Je ne sais pas trop pourquoi j'ai pris ce concert dans mon abonnement, au pifomètre certainement ; orchestre de la Tonhalle de Zurich, David Zinman à la direction, je ne connais rien de tout cela. Mais grand bien m'en a pris : la salle Pleyel fut si comble que les places de dernières minutes n'existèrent guère, et que même le mafioso de service rachetant des places pour les revendre ensuite moitié plus cher avait du mal à faire tourner son business illégal. C'est qu'il y avait du fan, dans la salle.
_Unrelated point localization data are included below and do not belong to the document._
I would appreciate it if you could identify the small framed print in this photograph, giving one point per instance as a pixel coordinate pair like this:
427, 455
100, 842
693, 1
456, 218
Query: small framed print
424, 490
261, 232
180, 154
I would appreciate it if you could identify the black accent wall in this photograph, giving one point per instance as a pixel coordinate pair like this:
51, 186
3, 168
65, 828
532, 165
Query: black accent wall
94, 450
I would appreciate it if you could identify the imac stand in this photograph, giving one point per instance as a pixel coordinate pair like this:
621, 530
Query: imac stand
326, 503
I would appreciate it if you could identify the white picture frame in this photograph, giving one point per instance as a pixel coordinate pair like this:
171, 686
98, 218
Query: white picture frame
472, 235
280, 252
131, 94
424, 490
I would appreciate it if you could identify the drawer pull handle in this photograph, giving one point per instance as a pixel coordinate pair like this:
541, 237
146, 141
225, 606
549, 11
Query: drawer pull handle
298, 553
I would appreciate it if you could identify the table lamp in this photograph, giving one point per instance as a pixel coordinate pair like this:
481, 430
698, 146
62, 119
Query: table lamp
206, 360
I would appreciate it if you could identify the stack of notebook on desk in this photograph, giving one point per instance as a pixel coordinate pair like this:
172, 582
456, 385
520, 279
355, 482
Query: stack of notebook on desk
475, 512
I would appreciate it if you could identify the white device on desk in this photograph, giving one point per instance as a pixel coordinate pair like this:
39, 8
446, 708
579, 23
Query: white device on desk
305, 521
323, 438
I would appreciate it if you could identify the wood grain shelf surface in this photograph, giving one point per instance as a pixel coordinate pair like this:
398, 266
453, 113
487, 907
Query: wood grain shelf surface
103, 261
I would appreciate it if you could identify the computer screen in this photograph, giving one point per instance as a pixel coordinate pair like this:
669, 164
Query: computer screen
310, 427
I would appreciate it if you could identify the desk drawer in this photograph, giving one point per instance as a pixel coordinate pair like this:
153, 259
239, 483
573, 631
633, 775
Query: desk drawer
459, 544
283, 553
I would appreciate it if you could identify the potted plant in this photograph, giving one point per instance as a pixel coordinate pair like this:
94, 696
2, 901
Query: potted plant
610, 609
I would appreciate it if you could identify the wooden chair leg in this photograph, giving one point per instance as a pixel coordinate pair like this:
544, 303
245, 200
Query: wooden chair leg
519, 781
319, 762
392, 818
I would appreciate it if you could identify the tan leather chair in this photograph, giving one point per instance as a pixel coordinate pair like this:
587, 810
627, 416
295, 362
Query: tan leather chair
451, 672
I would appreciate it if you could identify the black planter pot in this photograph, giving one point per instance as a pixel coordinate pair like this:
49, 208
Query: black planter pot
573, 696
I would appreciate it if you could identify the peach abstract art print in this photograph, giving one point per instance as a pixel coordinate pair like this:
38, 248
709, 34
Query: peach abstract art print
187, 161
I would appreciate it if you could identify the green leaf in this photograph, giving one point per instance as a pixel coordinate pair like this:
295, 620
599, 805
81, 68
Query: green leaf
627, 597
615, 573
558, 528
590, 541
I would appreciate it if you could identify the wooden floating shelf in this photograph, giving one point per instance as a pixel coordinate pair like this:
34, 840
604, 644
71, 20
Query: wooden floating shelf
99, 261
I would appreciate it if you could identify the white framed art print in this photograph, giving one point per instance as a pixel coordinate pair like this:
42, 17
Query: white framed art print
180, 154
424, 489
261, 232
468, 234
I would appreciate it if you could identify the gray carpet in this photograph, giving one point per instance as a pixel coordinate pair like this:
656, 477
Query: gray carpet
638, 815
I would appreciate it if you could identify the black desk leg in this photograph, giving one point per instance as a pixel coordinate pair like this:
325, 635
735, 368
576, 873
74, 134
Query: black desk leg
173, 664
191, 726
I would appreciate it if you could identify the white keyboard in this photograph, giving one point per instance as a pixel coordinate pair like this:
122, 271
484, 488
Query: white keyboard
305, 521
On a commencé avec une pièce de huit minutes à peine mais d'une grande originalité : un comble puisque c'est un mégamix. Luciano Berio mixe du Boccherini : "Quattro versioni originalli della 'Ritirata notturna di Madrid' di Luigi Boccherini". Ça tambourine en dialogue à droite, ça monte et ça descend en volume, c'est fichtrement bien ce machin-là, mais il faut vraiment le vivre en concert, je pense. Je suis à peu près sûr que ma place au second balcon totalement décentré, près du mur (la rangée C a manifestement été dédié aux jeunes), a amoindri la portée de l'oeuvre.
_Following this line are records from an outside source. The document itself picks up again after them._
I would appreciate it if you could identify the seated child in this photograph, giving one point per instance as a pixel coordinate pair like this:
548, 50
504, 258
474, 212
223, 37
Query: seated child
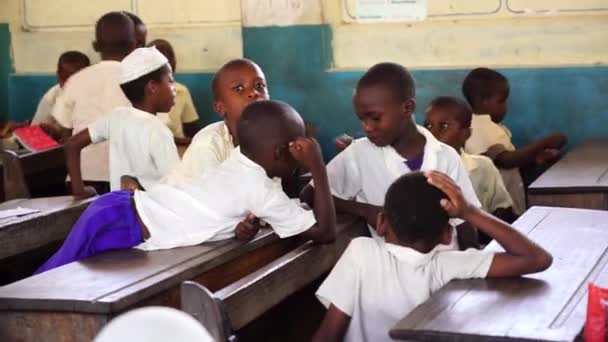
212, 205
377, 283
449, 119
487, 91
237, 84
182, 119
140, 144
68, 64
360, 175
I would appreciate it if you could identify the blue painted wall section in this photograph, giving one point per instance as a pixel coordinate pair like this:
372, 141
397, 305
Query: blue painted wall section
296, 59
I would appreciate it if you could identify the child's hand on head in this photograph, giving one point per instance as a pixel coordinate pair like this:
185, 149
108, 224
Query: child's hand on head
343, 141
307, 152
248, 228
456, 205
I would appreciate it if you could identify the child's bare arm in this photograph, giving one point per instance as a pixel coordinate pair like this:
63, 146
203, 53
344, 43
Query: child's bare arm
72, 156
522, 256
334, 326
308, 153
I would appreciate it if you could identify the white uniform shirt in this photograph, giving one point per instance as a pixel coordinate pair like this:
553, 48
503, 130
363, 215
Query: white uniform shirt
210, 206
45, 106
140, 145
487, 182
485, 134
364, 171
87, 96
209, 147
377, 283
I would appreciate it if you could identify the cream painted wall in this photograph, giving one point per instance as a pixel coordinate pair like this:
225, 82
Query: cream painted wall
559, 37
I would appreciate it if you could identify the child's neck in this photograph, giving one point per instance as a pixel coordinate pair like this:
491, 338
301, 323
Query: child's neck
410, 144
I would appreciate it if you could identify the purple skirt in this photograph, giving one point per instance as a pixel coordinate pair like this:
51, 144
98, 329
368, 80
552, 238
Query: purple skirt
110, 222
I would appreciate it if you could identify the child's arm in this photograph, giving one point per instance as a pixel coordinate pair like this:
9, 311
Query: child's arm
308, 153
521, 255
529, 155
73, 147
333, 327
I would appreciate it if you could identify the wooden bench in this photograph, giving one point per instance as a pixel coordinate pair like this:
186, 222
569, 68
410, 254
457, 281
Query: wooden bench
39, 174
27, 241
73, 302
548, 306
579, 180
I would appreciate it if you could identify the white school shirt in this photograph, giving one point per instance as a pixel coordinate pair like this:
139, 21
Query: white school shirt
45, 106
140, 145
485, 134
210, 206
378, 283
87, 96
364, 171
487, 182
208, 149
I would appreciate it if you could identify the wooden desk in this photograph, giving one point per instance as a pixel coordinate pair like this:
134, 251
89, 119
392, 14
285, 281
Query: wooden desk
71, 303
548, 306
579, 180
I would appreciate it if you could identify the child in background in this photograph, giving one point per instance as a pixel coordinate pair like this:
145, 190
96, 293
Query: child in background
449, 119
68, 64
377, 283
487, 91
217, 205
182, 119
95, 91
141, 145
235, 85
360, 175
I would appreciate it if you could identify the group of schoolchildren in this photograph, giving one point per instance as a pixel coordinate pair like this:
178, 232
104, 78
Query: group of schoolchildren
418, 187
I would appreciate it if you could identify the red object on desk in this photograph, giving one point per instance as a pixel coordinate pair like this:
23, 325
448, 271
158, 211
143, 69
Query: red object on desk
34, 138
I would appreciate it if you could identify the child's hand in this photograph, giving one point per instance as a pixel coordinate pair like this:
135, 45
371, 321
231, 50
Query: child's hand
343, 141
546, 155
248, 228
307, 152
456, 205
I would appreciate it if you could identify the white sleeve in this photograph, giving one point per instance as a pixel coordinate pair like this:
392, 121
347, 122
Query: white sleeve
285, 215
100, 129
471, 263
343, 174
342, 285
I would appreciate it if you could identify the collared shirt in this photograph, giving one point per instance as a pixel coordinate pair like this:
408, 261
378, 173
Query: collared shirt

On a continué ce concert sur ce qui était clairement attendu par bien du monde : Alfred Brendel fait une tournée d'adieu, si j'ai bien compris. Il nous joue un concerto n°9 pour piano "Jeunehomme" (ce qu'il n'est plus beaucoup), de Mozart : du très, très classique, dans le genre... Son interprétation est très légère, fluide, naturelle, je comprends pourquoi il est apprécié du public (contrairement aux tortureurs de pianos) ; mais on risque tout de même l'ennui, à éviter le relief. Au bout d'une demi-heure, standing ovation. Heu.... Soit. Au bout de cinq minutes, il nous joue un bis, du Schubert ai-je entendu, puis au bout de cinq autres minutes de standing ovation, un second rappel, aucune idée de ce dont il s'agit, mais c'est bien dans le genre du bonhomme, manifestement, très cotonneux, on se laisse bercer, en somme. On a pris plus de vingt minutes de retard sur le programme, au final.

Entracte. Je devais retrouver un ami -- j'en ai croisé deux autres dans la journée, l'un en descendant les Champs à treize heures, l'autre à la caise, et les deux furent malchanceux pour cette soirée --, mais manifestement il est allé poursuivre Brendel dans les loges ; j'en aurai la confirmation une fois retourné sur mon perchoir (aahhh, ces fans avec leurs chasses à l'autographe, c'est tout un monde aussi...).

On reprend sur du Mahler, c'est très à la mode ces temps-ci : et revoilà une première symphonie. La redif' ne fut cependant pas trop douloureuse : superbe interprétation ! Comme dira une bonne connaissance venu sans Laurent (bah alors, fatigue ? ;)  ), ç'aurait plutôt été là qu'il fallait se lever. Bel orchestre, assez âgé -- je commence à croire que les p'tits jeunes en nombre sont une spécialité française --, le contrebassoniste est un vieux bidonnant aux poils blancs et portant la barbe : rien n'est jamais totalement parfait.